11-24-2024
The goal here was to replicate the use of fetchngs
that Shelly Wanamaker documented in another notebook entry, with input being the ids.csv
file that she created manually from Roberto’s C. gigas thermotolerance study.
Method
I used Seqera’s fetchngs
pipeline. I noted during the launch steps that it provides a strandedness
value of auto
by default, recalling that a missing strandedness
field had been a detail to overcome in the rnaseq
work that I hope to replicate. I also noted with encouragement that the default sample_mapping_fields
value seemed to match the headings in the samplesheet.csv that Wanamaker’s task produced.
Generated parameters
The following are the parameters generated by the Seqera workflow
{
"custom_config_base": "https://raw.githubusercontent.com/nf-core/configs/master",
"validation-skip-duplicate-check": false,
"sample_mapping_fields": "experiment_accession,run_accession,sample_accession,experiment_alias,run_alias,sample_alias,experiment_title,sample_title,sample_description",
"monochrome-logs": false,
"validation-S3Path-check": false,
"plaintext_email": false,
"nf_core_rnaseq_strandedness": "auto",
"monochrome_logs": false,
"max_cpus": 16,
"custom_config_version": "master",
"max_memory": "128.GB",
"validationFailUnrecognisedParams": false,
"monochromeLogs": false,
"max_time": "240.h",
"validate_params": true,
"validationShowHiddenParams": false,
"validationLenientMode": false,
"version": false,
"outdir": "s3://steveyost-seqera",
"publish_dir_mode": "copy",
"validationS3PathCheck": false,
"input": "https://raw.githubusercontent.com/Resilience-Biomarkers-for-Aquaculture/Cgigas_denovotranscript/refs/heads/main/data/20240925/ids.csv",
"download_method": "ftp",
"help": false,
"validation-fail-unrecognised-params": false,
"validationSkipDuplicateCheck": false,
"validation-show-hidden-params": false,
"validationSchemaIgnoreParams": "",
"validation-lenient-mode": false,
"force_sratools_download": false,
"validation-schema-ignore-params": "",
"skip_fastq_download": false
}
Result
The pipeline run succeeded, producing files in the following output paths in the designated AWS S3 bucket:
samplesheet
:samplesheet.csv
,id_mappings.csv
, andmultiqc_config.yml
.fastq
: 72fastq.gz
files, 2 for each sample, and anmd5
directory with a checksum file for eachfastq.gz
file.metadata
: 36runinfo_ftp.tsv
files, one for each sample.pipeline_info
: several files
Wall time for the run was 7 m 53 s, with 2.0 CPU hours, and $0.056 estimated cost.
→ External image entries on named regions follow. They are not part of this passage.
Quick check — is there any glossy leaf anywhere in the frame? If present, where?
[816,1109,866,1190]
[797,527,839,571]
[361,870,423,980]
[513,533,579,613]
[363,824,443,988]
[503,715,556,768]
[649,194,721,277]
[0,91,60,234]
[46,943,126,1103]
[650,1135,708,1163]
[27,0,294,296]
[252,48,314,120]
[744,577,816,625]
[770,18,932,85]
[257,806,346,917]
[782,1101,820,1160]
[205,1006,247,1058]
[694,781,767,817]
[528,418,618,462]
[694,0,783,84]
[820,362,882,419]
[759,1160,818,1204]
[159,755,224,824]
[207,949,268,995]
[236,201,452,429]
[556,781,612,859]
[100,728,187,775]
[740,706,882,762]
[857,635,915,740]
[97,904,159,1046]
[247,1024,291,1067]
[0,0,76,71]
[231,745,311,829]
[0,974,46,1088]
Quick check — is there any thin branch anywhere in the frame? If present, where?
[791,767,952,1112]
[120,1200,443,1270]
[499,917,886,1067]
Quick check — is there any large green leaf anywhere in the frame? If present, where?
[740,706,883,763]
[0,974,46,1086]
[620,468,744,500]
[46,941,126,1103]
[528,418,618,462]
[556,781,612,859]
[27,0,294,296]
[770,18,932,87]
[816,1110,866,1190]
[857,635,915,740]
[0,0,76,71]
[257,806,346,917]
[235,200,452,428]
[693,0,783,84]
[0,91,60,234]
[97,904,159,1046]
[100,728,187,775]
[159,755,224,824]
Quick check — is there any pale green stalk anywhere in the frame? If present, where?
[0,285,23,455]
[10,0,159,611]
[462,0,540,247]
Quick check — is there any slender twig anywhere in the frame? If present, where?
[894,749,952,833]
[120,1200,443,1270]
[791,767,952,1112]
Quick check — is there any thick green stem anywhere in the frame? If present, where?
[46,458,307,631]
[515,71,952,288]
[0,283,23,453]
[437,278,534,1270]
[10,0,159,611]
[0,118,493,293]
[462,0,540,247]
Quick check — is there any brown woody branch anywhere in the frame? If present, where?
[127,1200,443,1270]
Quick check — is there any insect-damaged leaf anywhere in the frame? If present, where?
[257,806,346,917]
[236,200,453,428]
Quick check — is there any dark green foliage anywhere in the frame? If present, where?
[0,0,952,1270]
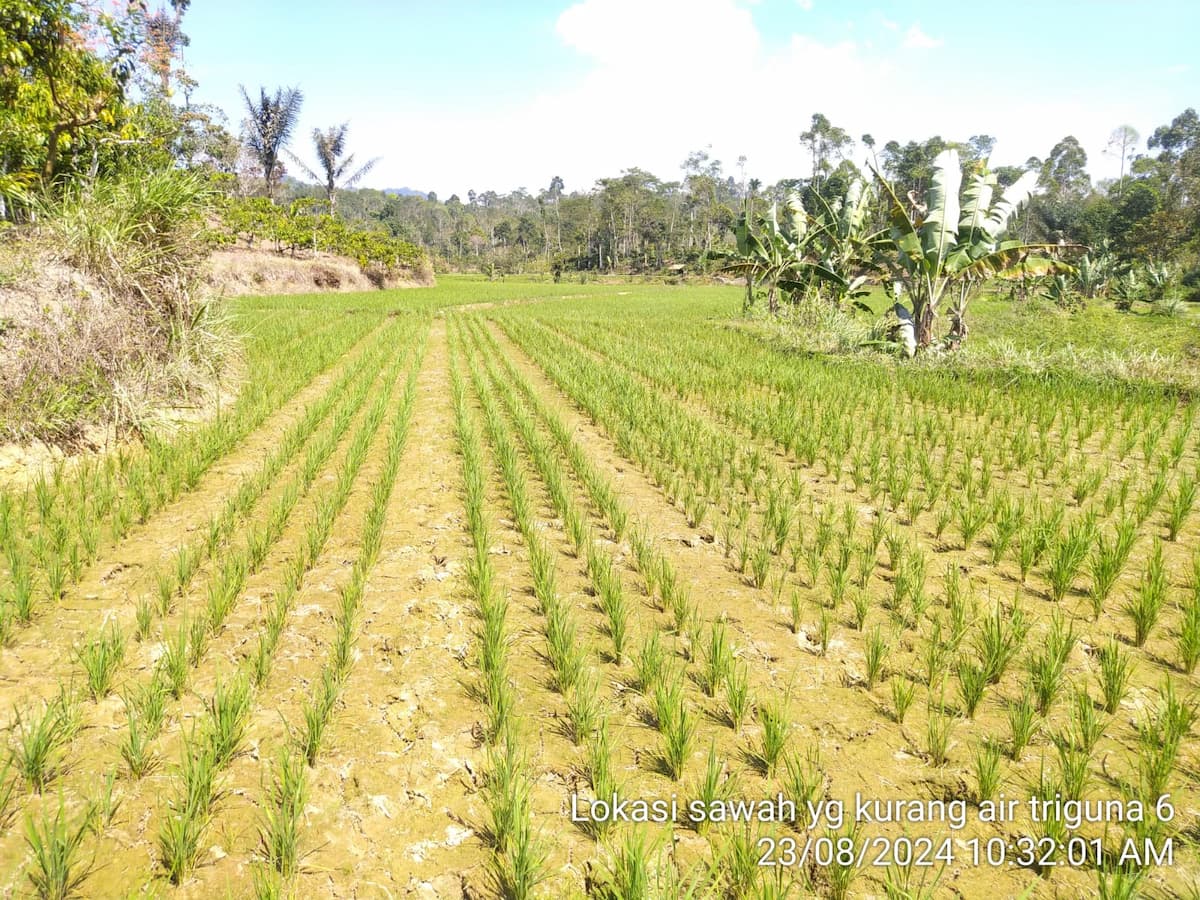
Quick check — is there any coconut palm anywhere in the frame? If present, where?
[871,149,1074,347]
[241,88,304,200]
[288,122,379,215]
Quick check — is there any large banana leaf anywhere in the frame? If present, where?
[779,263,850,290]
[787,191,809,244]
[841,178,871,238]
[960,241,1075,281]
[868,163,925,271]
[920,149,962,274]
[959,172,996,245]
[983,172,1038,240]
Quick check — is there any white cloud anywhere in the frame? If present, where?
[904,25,943,50]
[342,0,1174,197]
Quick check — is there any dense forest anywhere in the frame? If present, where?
[278,115,1200,288]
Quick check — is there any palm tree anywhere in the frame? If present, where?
[241,86,304,200]
[288,122,379,215]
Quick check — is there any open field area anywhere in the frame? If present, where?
[0,277,1200,898]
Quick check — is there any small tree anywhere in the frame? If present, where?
[241,88,304,200]
[288,122,379,216]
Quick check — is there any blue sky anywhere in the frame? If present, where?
[184,0,1200,197]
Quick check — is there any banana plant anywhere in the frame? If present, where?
[721,191,859,313]
[871,149,1074,348]
[801,178,887,307]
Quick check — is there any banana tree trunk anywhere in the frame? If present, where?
[913,302,934,348]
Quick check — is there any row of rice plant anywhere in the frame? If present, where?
[3,324,422,897]
[449,336,546,899]
[158,326,422,884]
[1,324,412,854]
[0,319,384,630]
[251,336,425,898]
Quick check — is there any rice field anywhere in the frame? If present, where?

I noted that during the pipleine run’s NFCORE_FETCHNGS:SRA:SRA_FASTQ_FTP
task, one wget
operation failed, but succeeded upon the automatic retry.
Missing strandedness
column
I noted that the output samplesheet.csv
didn’t have a strandedness
column despite the assurance above, so reading documentation, I saw that the --nf_core_rnaseq_strandedness
parameter applies only when --nf_core_pipeline
parameter’s value is rnaseq
. I believe we do want to produce a sample sheet that can be used as direct input to rnaseq
, so I ran the pipleine again, this time also with --nf_core_pipeline rnaseq
. (I previously had not set a value in the nf_core_pipeline
pulldown on the Launch Run parameters
page.) This time I used the skip_fastq_download
option since we only need a new sample sheet output this time. This succeeded, overwriting the files in the S3 samplesheet
path, and the samplesheet.csv
file now has a strandedness
column with all values set to auto
. Wall time was 4 m 43 s, with 0.1 CPU hours, and $0.002 estimated cost.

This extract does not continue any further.